An important aspect of scientific research is that findings are reproducible, falsifiable and transparent. Especially in an empirical approach, it is of the utmost importance to make datasets available. It should become a natural reflex to feel an urge for seeing the data behind the publication. No matter how well the publication describes the variables, it is always interesting and insightful to learn how certain observations are annotated. From your own experience, you probably already know how difficult it usually is to decide which value to assign from the variables you are investigating. These insecureties are also present in other corpus linguists. Perhaps, that is why many (corpus) linguists do not make their datasets freely available. But usually, they bring two kinds of arguments to the table.
The first kind of argument is the “I want to publish on this data before I give it to the others”. This is sometimes also known as the “right for first publication”. I can most certainly understand that feeling, and in certain cases, it is very understandable. If your dataset is so specific that it can only answer your one specific research question, it would be indeed foolish to give that away before valorizing it yourself. However, you might also consider how many people actually have the same research question as you have; and if other people have the exact same research question, you should be collaborating with them, anyway. In case your dataset is fairly general, e.g. when it was not set up with a specific research question in mind, there is not really an argument against holding back the data. Possibly, by sharing the dataset, you might gain some recognition in the research community?
The second kind of argument is something like “I do not want that some big shot uses my data, and that everybody will then cite him instead of me”. The horror story goes as follows: after months and months of hard work compiling and annotating The Dataset, you present some first results at a conference. Professor Big Shot from Big Shot University comes to you after the presentation and asks if he could have a look at the data, because he finds it so interesting. Flushed by emotion, you give him your perfectly prepared dataset. Some months later, you discover in the International Journal of Big Shot Linguists an article by professor Big Shot who shamelessly used your dataset for a publication, and the only thing you got was a thank-you-footnote. The rest of the research community hails professor Big Shot for his exquisite analysis on some extraordinary data, and the article gets a record in citations. You, however, never get a part of the glory and leave academia for lack of funding. Obviously, this is bogus, since it is quite unrealistic that your dataset is going to change the field forever — get real. Moreover, you have certain legal rights on a dataset as it is your Intellectual Property. Make sure always include an adequate license to your dataset (this will be discussed below).

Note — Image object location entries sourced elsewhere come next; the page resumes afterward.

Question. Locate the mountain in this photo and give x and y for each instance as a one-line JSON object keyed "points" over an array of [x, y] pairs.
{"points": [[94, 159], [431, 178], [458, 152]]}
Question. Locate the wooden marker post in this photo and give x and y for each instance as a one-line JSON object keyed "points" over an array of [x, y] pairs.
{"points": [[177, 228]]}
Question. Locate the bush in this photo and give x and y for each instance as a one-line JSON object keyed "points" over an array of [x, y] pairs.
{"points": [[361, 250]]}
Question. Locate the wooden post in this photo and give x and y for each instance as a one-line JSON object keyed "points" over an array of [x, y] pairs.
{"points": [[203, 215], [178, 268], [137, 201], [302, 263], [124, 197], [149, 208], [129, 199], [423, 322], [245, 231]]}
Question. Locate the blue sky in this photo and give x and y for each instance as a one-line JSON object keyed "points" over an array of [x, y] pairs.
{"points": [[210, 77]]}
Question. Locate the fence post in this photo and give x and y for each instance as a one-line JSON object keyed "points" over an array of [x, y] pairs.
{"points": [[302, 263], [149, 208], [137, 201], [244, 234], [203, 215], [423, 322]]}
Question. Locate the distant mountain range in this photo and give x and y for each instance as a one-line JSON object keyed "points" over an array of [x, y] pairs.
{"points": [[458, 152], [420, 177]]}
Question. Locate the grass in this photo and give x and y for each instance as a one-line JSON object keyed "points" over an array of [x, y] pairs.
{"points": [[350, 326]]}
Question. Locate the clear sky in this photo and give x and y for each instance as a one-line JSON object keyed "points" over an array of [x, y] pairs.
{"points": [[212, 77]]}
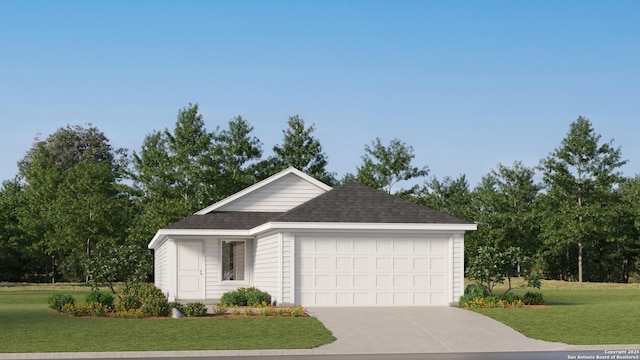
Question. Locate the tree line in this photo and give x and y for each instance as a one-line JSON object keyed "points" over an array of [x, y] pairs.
{"points": [[76, 198]]}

Although I can understand to a certain extent the two arguments against publishing your datasets, it is my strong opinion that scholars should nonetheless make their work publicly available. For this, there are at least three arguments.

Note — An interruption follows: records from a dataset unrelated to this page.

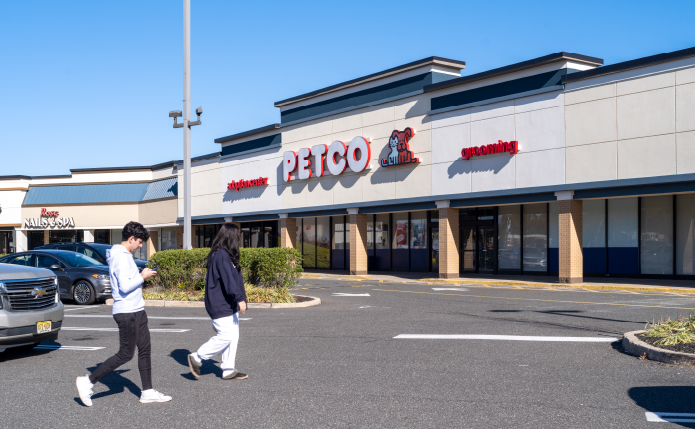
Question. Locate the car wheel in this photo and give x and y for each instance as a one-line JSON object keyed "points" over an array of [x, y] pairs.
{"points": [[83, 293]]}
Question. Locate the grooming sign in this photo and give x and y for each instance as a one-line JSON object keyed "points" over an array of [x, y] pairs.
{"points": [[500, 147]]}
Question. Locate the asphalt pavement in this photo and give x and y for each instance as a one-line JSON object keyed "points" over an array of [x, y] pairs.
{"points": [[373, 354]]}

First, scholars in corpus linguistics are usually payed by the tax payers and should therefore make their work publicly available, preferably without additional cost. Scientist have an academic responsability, but are also there at the grace of and for society. In fact, this is also why you should prefer an open format (or even just plain text in the csv format) over proprietary formats. Proprietary formats can only be read adequately by software that people have to pay for, and science should be free, both in the monetary meaning as well as in the “free as in speech, not free as in beer” meaning.
Second, making data available ensures a more transparent insight in the findings of your research. The scientific community is a community, and although we do not need to be best friends across the board, scientist should function as an example community of equals who respect each other. Nobody should be afraid to put a dataset (preliminary or finished) out there in front of the critical eye of the peers. I know how harsh and painful it sometimes is to receive critical reviews, but they make you into a better scholar. If you keep your cookies in the jar forever, they will go bad.
Third, your work is protected by copyright (several licenses are available, e.g. Creative Commons) and you have the right to complain when somebody violates the terms for your license. In the words of a respected collegue: “if you want that people draw a dragon every time they cite your data/publication, and you write that into the license, you can sue them if you don’t see the dragon”. Perhaps that is pushing it too far, but as the creator of the dataset you have the rights to the Intellectual Property (IP). With a Creative Commons By License, everybody who uses you IP is obliged to make a reference to you. You can fight for your right to, well, be quoted!
Postscript: There is quite obviously one major exception to this universal principle of scientific openness, and that is when your data may violate the privacy of your subjects.